What's Next After Ruling On President Trump's Travel Ban?
Style Magazine Newswire | 2/10/2017, 4:30 p.m.
President Trump’s 90-day ban on travelers from seven Muslim-majority countries is on hold for now after an appeals court refused to reinstate his temporary travel ban.
Three judges from San Francisco ruled Thursday afternoon that the government gave no evidence for the executive order to take effect immediately, so they decided not to overturn a lower court’s ruling.
The move comes after nearly two weeks of protests and legal challenges from the states of Washington and Minnesota.
"I'm surprised the federal courts are ruling this way because I don't think the states have standing,” said Gerald Treece, KHOU 11 Legal Analyst.
Now, Treece says travelers from Iraq, Iran, Syria, Sudan, Libya, Yemen, and Somalia will continue to be allowed into the U.S. with the right paperwork.
So where could this go next? KHOU has verified four possibilities:
No. 1: All the way to the Supreme Court. Minutes after the ruling, President Trump tweeted: "SEE YOU IN COURT, THE SECURITY OF OUR NATION IS AT STAKE!"
"A clock is running right now,” Treece said. “This whole order expires 90 days from the day it was issued…I doubt if the case can even by decided by the Supreme Court in that time frame."
Even if it does, the Supreme Court is short one justice and could very well deadlock 4-4 between liberal and conservative judges.
No. 2: Ask all 11 judges in that same San Francisco appeals court to re-hear the case.
"But why would they get involved?” Treece asked. “Right now the President has said he wants to take it to the Supreme Court.
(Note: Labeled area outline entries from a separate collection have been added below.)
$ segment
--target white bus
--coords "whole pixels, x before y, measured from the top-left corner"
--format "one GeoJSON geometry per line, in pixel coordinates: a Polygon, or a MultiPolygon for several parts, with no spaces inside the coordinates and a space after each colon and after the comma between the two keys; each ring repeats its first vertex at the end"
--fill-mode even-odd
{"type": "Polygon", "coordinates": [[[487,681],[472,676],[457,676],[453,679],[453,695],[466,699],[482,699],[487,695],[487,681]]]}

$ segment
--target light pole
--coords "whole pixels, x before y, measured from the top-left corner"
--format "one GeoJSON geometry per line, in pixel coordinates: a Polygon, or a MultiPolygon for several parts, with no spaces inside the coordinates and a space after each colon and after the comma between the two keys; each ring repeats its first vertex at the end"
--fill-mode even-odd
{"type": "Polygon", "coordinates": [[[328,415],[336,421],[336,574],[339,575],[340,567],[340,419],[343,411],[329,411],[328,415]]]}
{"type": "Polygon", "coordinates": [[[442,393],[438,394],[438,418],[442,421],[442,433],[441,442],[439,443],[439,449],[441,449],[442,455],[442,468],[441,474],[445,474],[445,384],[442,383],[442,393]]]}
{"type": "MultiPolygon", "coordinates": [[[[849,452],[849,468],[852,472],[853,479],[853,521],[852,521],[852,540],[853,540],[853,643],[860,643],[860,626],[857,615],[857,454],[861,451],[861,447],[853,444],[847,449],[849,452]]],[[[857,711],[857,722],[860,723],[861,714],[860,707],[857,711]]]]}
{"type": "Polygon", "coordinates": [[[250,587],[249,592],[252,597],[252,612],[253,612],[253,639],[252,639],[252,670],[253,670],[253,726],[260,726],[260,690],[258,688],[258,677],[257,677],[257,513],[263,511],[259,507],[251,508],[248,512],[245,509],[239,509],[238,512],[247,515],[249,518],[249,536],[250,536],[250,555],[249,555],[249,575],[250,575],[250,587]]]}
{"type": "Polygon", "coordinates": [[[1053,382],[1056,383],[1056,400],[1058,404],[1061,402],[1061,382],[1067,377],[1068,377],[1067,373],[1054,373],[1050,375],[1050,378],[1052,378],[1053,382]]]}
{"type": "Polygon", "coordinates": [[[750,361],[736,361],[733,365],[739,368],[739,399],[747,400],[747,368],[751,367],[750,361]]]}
One thing about President Trump: If he said he's gonna do it, he'll probably do it."
No. 3: Keep Thursday’s appeals ruling and return to the federal judge in Seattle who initially blocked Trump's plan a week earlier.
Finally, President Trump could scrap this executive order and start over.
"What he should do is just rewrite this thing,” Treece said. “Listen to what the judges are saying, make it more narrowly tailored to cover the specific type of person that shouldn't come in here."
The Democratic National Committee responded to the ruling, saying in a statement that the court upheld that, "We do not discriminate based on religion... that’s what terrorists do, and that’s what terrorists want us to do."